Bonds’ subclasses, (investment-grade, high-yield, short-term, intermediate-term, and long-term) differ in various levels of potential risk versus reward entailed in owning them. Depending on how strong the borrower’s credit rating is and how long the term of the bond loan (with longer being riskier), the investor can accept various levels of risk in exchange for expected rewards. Also deserving mention are bond subcategories with potentially tax-free income (municipal bonds) and inflation-protection (TIPS). However, because the primary purpose of owning bonds is as a stabilizer, a healthy portfolio’s bonds are weighted toward those backed by the US Government.

Real estate

Another portfolio category designed for long-term investment growth is real estate. Heimishe investors may be surprised to learn that you don’t need a brother-in-law in the business to profitably invest in property. Specialized real-estate mutual funds called REITs buy, develop, and manage all forms of real estate. REITs’ share values grow as the value and number of their properties increase , and also provide ongoing income in the form of their properties’ rents. As with stocks, REIT investors have done exceptionally well, averaging more than 10% compounded annually over the decades, but with stock-like volatility. If an investor is prepared for the interim ups and down, real estate has a place in their portfolio.
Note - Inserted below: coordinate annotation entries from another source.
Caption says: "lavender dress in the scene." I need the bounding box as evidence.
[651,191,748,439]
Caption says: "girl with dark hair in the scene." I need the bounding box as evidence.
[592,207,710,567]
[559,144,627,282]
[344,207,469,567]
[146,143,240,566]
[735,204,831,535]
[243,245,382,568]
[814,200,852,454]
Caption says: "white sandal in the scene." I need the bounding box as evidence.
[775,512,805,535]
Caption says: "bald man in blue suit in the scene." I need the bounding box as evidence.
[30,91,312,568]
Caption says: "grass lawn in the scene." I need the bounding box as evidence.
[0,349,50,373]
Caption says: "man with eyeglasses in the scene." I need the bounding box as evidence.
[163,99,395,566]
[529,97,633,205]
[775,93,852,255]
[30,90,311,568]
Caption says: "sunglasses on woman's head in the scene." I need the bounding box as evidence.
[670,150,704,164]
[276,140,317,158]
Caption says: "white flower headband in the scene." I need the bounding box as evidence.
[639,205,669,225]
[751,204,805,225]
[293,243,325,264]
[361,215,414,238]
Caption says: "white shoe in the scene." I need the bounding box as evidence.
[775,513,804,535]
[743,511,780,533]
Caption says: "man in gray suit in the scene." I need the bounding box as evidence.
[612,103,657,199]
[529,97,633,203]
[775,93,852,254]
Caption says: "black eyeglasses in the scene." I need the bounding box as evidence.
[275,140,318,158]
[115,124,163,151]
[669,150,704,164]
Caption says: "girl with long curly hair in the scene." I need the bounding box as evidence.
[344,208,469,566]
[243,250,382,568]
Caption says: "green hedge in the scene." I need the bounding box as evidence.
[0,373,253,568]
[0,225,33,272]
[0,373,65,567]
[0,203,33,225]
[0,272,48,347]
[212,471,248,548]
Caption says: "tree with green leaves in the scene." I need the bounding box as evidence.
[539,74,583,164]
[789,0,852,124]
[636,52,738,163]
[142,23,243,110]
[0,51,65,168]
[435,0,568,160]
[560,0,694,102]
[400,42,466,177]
Real estate subcategories include funds that specialize in apartments, shopping centers, offices, industrial properties, and every other conceivable type of real estate. However, as with stocks, there are REIT funds that diversify and own a piece of all real estate’s subcategories, so it’s never been easier to benefit from property ownership.

Commodities, maybe

This asset class, which may include gold, silver, oil, and other natural resources, is somewhat controversial. Many professional investors see no real value in owning these assets, arguing mainly that since they have no intrinsic earning potential for compounding (unlike stocks, real estate, and bonds), they are likely to track inflation after temporary spikes and collapses  in prices average out. There is an argument, though, that since the 1970’s, when the world left a system of gold-backed currency, there is a significant risk of a devastating paper-currency collapse, and holding hard assets is a protection in that scenario. James Grant, a widely respected economist and writer, is of that mind, and is a big fan of owning gold as a doomsday hedge, despite its dismal returns over the decades. However, those who have significant amounts of silver trinkets and gold jewelry probably own enough shiny metal to be yotzei this shittah anyway.

Putting it all together

Someone can eat all the food groups and still be eating very unhealthily by having too much/little of one food group, or selecting the junk food within each category (potato chips and pastrami come to mind). Also, food menus must be adjusted to specific needs based on age, allergies, etc. Similarly, a portfolio also can be lopsided, chock-full of junky options, or just inappropriate for the specific investor’s situation. Do your investment “shopping” carefully, or hire a pro to cook for you.